Recorrendo à Comunicação apresentada pela Professora Maria da Paz Campos Lima, “A erosão do sistema de relações laborais em Portugal no período de intervenção da Troika: instituições, processos e estratégias de actores”, verifica-se que as reformas da Troika, em Portugal, Grécia e Irlanda traduziram-se nas seguintes mudanças:
 
·       Diminuição da cobertura das convenções colectivas
·       Diminuição da extensão das convenções colectivas
·       Reforma do sistema de negociação colectiva na perspectiva da descentralização
·       Extensão da possibilidade de derrogação de matérias em relação às convenções de nível menos elevado
·       Remoção ou limitação do “princípio mais favorável"
·       Possibilidade de negociação de estruturas representativas ao nível da empresa (não sindicais) sem mandato sindical
·       Redução do período de validade e de sobrevigência das convenções colectivas 
·       Redução em geral do poder sindical na fixação dos salários e incremento da flexibilidade salarial descendente
 Em resultado destas alterações, podemos assistir, entre 2011 e 2013, a uma redução sem precedentes em Portugal no número de convenções e no volume de trabalhadores abrangidos. Assim, no período em análise, o total das convenções teria descido de 170 para 94 (295 em 2008) e o número de portarias de extensão de 17 para 9 (137 em 2008).
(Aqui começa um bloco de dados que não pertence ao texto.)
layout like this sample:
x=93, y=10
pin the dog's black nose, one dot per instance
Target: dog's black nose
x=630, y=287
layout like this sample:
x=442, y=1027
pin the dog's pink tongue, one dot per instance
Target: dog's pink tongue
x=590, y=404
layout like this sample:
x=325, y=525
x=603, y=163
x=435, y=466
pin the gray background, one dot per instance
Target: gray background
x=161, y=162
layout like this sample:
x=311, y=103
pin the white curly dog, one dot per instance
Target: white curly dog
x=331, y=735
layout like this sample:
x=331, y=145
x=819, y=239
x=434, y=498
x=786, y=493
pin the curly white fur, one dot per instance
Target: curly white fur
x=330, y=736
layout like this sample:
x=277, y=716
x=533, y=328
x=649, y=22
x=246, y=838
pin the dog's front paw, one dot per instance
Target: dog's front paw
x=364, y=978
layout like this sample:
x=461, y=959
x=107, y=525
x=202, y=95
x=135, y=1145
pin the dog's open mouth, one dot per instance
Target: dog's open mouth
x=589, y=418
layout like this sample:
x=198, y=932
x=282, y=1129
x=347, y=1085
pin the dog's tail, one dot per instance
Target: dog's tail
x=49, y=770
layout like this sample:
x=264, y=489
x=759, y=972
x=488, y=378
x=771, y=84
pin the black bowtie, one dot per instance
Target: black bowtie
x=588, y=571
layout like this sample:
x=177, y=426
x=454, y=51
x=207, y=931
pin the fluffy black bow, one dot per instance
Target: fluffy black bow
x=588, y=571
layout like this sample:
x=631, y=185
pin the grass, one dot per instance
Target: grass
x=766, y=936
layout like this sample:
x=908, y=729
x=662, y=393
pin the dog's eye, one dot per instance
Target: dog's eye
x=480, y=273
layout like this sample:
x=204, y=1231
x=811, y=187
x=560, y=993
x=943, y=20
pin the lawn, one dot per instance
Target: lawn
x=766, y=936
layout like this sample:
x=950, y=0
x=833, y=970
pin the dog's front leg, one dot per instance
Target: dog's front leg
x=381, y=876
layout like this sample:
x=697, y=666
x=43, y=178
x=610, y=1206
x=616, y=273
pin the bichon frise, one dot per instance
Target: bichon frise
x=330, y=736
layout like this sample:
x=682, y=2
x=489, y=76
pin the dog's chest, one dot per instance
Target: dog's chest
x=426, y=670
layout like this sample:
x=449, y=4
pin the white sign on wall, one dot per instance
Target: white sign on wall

Por sua vez, o volume de trabalhadores abrangidos reduziu-se de 1 236 919 para 242 223 (1 894 788 em 2008).
Se tivermos presente, entre outras, as disposições tomadas quanto ao congelamento unilateral do salário mínimo, entre 2012 e 2014, os cortes unilaterais dos salários e dos subsídios de férias e de natal no sector público e as reduções das férias e feriados e da compensação das horas extraordinárias no sector privado, podemo-nos perguntar sobre o que resta afinal para negociar.
Acresce que estão em actualmente em curso, segundo a comunicação que estamos a seguir, novos desenvolvimentos, nomeadamente os relativos à recusa da publicação de convenções que reduziam os horários de trabalho na administração local de 40 para 35 horas e a proposta que visa reduzir a validade de cinco para dois anos das cláusulas que determinam que a convenção só caduca quando for substituída por outra e reduzir de 18 para 6 meses a sua sobrevigência das convenções colectivas, bem como a suspensão das convenções colectivas nas empresas em crise por acordo entre a comissão sindical ou inter-sindical.
É caso para nos interrogarmos sobre o desmantelamento que está a ser efectuado no nosso sistema de relações laborais, sem que se tenha assistido a uma verdadeira discussão, negociação e tomada de compromissos pelos actores relevantes, o que lança as maiores suspeitas sobre o modelo que se pretende edificar.